Auffallend war, dass sich der sonst so redselige Elon Musk bei Vorlage der Zahlen für das dritte Quartal sehr einsilbig gab. Über sein soziales Netzwerk X, vormals Twitter, teilte er lediglich mit, dass das Tesla „Model Y“ weiterhin das bestverkaufte Fahrzeug in Europa sei. Außerdem habe man die Größe seiner Trainingsprogramme im Bereich der Künstlichen Intelligenz (KI) auf Jahressicht mehr als verdoppelt (Automobilwoche). Dafür hat Musk auch allen Grund.

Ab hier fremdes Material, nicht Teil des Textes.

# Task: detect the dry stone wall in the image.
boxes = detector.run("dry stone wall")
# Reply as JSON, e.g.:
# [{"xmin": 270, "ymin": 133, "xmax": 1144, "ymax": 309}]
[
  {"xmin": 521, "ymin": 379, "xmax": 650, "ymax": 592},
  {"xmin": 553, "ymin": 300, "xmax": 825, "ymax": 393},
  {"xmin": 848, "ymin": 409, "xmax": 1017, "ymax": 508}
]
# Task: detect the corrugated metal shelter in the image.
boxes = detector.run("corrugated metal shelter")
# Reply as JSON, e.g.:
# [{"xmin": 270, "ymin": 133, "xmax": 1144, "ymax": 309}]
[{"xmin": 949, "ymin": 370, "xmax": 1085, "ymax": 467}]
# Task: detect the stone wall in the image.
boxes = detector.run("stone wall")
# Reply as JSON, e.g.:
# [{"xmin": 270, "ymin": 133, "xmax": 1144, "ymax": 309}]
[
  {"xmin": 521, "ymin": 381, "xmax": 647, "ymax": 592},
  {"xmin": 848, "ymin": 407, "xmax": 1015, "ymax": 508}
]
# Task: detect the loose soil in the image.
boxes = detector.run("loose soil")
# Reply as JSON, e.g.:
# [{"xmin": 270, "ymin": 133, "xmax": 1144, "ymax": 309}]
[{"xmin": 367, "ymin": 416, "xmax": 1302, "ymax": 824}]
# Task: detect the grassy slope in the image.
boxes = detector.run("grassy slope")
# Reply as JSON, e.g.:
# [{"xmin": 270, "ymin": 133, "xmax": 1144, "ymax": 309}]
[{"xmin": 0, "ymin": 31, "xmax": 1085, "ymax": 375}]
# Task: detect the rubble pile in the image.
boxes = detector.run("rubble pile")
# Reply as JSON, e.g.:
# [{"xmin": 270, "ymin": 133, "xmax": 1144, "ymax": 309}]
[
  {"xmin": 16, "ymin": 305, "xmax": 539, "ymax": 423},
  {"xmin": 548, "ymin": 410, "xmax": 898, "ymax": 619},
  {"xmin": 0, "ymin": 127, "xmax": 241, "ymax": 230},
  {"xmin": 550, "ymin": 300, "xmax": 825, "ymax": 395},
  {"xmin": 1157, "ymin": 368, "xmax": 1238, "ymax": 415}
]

Zwar konnte der Elektro-Pionier mit Sitz in Austin (Texas) zwischen Juli und September weltweit rund 435.000 Fahrzeuge ausliefern. Um das zu erreichen, hatte Tesla die Preise seiner Volumenmodelle 3 und Y aber so weit gedrückt, dass der Kaufpreis der jeweiligen Einstiegsvarianten zu Beginn des vierten Quartals unter dem durchschnittlichen Preis für Neuwagen in den USA liegt.

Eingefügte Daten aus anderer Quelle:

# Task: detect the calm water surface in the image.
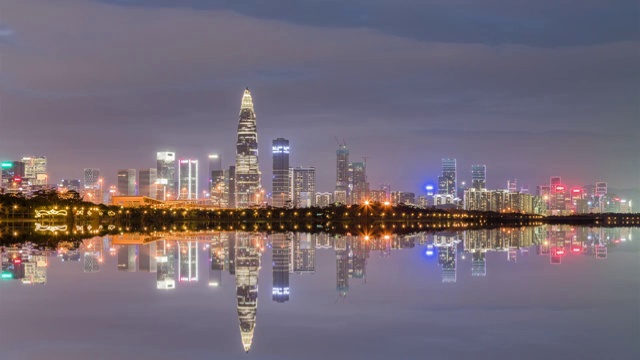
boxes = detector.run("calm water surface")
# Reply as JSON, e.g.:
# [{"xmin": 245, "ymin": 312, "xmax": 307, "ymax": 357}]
[{"xmin": 0, "ymin": 227, "xmax": 640, "ymax": 360}]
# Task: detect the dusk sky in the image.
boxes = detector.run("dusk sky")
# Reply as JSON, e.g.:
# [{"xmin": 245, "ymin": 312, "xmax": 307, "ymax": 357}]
[{"xmin": 0, "ymin": 0, "xmax": 640, "ymax": 193}]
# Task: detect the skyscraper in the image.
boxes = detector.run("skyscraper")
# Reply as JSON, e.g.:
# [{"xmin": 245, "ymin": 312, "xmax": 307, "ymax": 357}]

Eine Kampfansage mit Wirkung: Tesla konnte seinen Absatz in den USA im dritten Quartal um 19,5 Prozent, weltweit sogar um 27 Prozent gegenüber dem Vorjahreszeitraum steigern – der Weltabsatz des Vorquartals wurde allerdings um 7 Prozent verfehlt. Tesla begründete den Absatzrückgang gegenüber dem Vorquartal mit Produktionsunterbrechungen für den Austausch von Maschinen in Fabriken. Experten hatten allerdings auch inklusive der geplanten Fertigungspausen mit rund 20.000 mehr verkauften Autos gerechnet.
Mehrfach hatte Tesla in diesem Jahr die Preise für seine Modelle gesenkt, teilweise sogar um bis zu 30 Prozent, um die Fahrzeuge in Zeiten hoher Inflation und Zinsen erschwinglich zu halten. Denn in zahlreichen Regionen sah sich der Konzern mit einer schwächelnden Nachfrage konfrontiert. Doch diese Rabattschlacht fordert Opfer, denn sie drückt die Rentabilität. Die Bruttomarge fiel das fünfte Quartal in Folge auf inzwischen 16,3 Prozent. Verglichen mit den restlichen Autoherstellern, auch in Deutschland, ist sie damit aber immer noch hoch, denn auch diese mussten die Preise senken. Analysten hatten zuvor mit 17,7 Prozent gerechnet, die Tesla-Aktie fiel zeitweise um mehr als fünf Prozent (Automobilwoche).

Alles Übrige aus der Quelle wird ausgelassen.